MiniCPM-o 4.5 is the latest and most capable model in the MiniCPM-o series, built as an end-to-end multimodal AI model based on SigLip2, Whisper-medium, CosyVoice2, and Qwen3-8B with a total of 9B parameters. It exhibits significant performance improvements and introduces new features for full-duplex multimodal live streaming, processing real-time video and audio inputs while generating concurrent text and speech outputs.
The model features leading visual capability with an average score of 77.6 on OpenCompass, surpassing proprietary models like GPT-4o and Gemini 2.0 Pro. It supports strong speech capability with bilingual real-time conversation in English and Chinese, configurable voices, voice cloning, and role play.
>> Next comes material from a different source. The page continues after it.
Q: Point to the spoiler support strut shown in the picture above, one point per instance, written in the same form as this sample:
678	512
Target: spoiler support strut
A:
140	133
The full-duplex streaming capability allows simultaneous processing of video and audio inputs without mutual blocking, enabling proactive interaction based on continuous scene understanding. Additional capabilities include strong OCR performance, high-resolution image processing up to 1.8 million pixels, high-FPS video support up to 10fps, multilingual support across 30+ languages, and trustworthy behaviors matching Gemini 2.5 Flash.
The model works through an end-to-end architecture that processes multimodal inputs simultaneously while generating outputs in real-time. It supports both simplex and duplex modes, with duplex mode enabling full-duplex streaming inference for real-time or recorded video conversations where the model can see, listen, and speak concurrently without turn-taking lag.
Benefits include efficient local deployment on consumer devices, state-of-the-art performance across multiple benchmarks, natural and expressive speech generation, and versatile multimodal capabilities. Use cases include real-time AI assistants, voice cloning applications, document parsing, multilingual communication, and interactive AI systems requiring simultaneous visual and auditory processing.
The model targets developers and researchers working with multimodal AI applications, supporting various deployment options including llama.cpp and Ollama for CPU inference, vLLM and SGLang for high-throughput inference, and web demos through platforms like Hugging Face. It integrates with popular AI frameworks and supports fine-tuning through LLaMA-Factory.
admin
MiniCPM-o 4.5 targets developers and researchers working with multimodal AI applications who need advanced visual, speech, and streaming capabilities. The model is designed for those requiring local deployment options through frameworks like llama.cpp and Ollama, as well as developers building AI assistants, document parsing systems, and real-time communication tools. It serves users needing state-of-the-art performance across vision, speech, and multimodal benchmarks while maintaining efficient operation on consumer hardware.